Dr. Wu felt a chill up his back, recalling his friend David Quinn, who had perished with his crew in the belly of Alexander three days ago. Heard his final words again:
Not sure what we’re seeing … faces … figures … Not getting out of this
. He thought about his wife Alison and his youngest daughter Melinda, who were driving west through the rain, probably nearing Ohio by now, if they hadn’t already arrived. Thought of the possibility that he would be caught here. No, he had to get out. He couldn’t let this monster defeat him. Dr. Wu told himself to focus, to study the satellite images as the storm continued to send its sentinels ahead of it, as if to deliver the dire warnings about what was really coming.

“How long now?”

Clayton seem not to have heard.

“How
long
?” Dr. Wu said again.

“The lasers? Close to an hour and a half.”

No
. Dr. Wu glanced at the clock and saw that it had actually been an hour and forty-three minutes. Funny the way some people fudged the facts unnecessarily when their expectations were raised, as if molding them around what they desired rather than around the truth.

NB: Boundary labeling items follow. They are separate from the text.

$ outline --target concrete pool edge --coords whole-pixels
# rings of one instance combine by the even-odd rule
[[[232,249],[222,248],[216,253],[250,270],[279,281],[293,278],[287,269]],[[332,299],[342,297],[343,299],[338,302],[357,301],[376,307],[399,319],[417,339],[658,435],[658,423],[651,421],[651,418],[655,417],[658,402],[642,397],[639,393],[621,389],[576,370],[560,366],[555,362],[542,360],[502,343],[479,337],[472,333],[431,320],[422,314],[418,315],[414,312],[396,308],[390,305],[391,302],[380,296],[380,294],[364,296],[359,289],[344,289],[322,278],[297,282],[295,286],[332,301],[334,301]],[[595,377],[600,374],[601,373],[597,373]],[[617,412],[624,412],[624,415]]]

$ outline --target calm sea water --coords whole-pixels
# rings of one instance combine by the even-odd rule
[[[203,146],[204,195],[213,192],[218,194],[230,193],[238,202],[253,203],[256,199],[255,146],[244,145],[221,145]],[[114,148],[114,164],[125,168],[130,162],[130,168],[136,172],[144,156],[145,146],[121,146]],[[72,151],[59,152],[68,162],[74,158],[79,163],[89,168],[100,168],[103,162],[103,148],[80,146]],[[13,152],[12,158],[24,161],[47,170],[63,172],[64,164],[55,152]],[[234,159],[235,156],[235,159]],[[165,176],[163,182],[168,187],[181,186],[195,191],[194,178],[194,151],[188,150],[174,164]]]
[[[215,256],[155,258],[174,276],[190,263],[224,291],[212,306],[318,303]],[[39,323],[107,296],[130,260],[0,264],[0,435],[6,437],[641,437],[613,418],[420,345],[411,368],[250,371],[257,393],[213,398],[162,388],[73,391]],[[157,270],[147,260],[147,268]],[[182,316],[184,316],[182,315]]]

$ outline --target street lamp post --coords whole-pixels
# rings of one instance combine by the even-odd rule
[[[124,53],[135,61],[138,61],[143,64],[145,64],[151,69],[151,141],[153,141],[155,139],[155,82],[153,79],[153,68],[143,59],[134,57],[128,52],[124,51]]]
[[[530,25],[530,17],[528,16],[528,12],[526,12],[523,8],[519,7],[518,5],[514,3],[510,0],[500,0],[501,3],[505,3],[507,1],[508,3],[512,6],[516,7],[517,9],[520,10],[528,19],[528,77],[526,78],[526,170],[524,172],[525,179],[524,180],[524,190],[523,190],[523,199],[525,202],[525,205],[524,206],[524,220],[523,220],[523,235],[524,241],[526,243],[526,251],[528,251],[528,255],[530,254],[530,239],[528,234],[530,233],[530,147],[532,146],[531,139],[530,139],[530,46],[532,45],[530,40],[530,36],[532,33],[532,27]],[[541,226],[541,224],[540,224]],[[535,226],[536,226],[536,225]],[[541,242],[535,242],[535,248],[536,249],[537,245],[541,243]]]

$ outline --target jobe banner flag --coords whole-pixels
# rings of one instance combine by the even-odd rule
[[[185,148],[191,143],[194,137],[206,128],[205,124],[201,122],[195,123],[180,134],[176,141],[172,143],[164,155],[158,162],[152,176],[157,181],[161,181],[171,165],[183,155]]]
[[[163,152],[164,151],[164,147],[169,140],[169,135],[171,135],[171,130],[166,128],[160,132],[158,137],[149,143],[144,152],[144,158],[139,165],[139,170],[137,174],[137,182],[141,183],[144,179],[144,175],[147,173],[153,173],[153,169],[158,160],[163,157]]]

There were several inconsequential changes in the new series of readings from the National Hurricane Center, he noticed. Signifying nothing.

Feeling dizzy, Dr. Wu excused himself and took the marble stairway down to the first floor, his footsteps echoing in the ornate, cavernous stairwell, his breathing accelerated. He stepped outside under an awning, breathing the cold air and gazing toward the National Mall. He listened to the pounding of the rain, the sweep of the wind. The rain-swollen air carried a burning scent now, it seemed, like sulfur or cordite. Suddenly, then, a series of bright lights exploded in the sky to the south, startling him.
Lightning
. Highly charged webs of electricity, shooting haphazardly above the darkness like short circuits. Dr. Wu stared, his eyes transfixed. And then the light began to do funny things—the afterglows forming strange and twisted images inside his eyelids; images that, improbably, grew more defined as he closed his eyes. Giant figures were running mischievously across the lawn.
Insanity
. James Wu wasn’t sure, then, if his eyes were even opened or closed, if what he was seeing was in the sky or his imagination. He turned toward the Washington Monument and a spontaneous fountain of light seemed to catch fire in the dark clouds overhead, their undersides burning, the sky becoming a dull orange and then black. This time, in the afterglow, he saw the outlines of a face coalescing in the clouds, its features sharpening for several moments, becoming increasingly lifelike. He closed his eyes, but the face was still there, even clearer.
The face of David Quinn
. Smart, steady. A brilliant man. But his expression wasn’t smart right now, it was terrified. Dr. Wu opened his eyes and he became blinded by the show of light igniting the clouds in all directions; he stumbled away, grasping for something to hold onto, realizing that he could no longer see.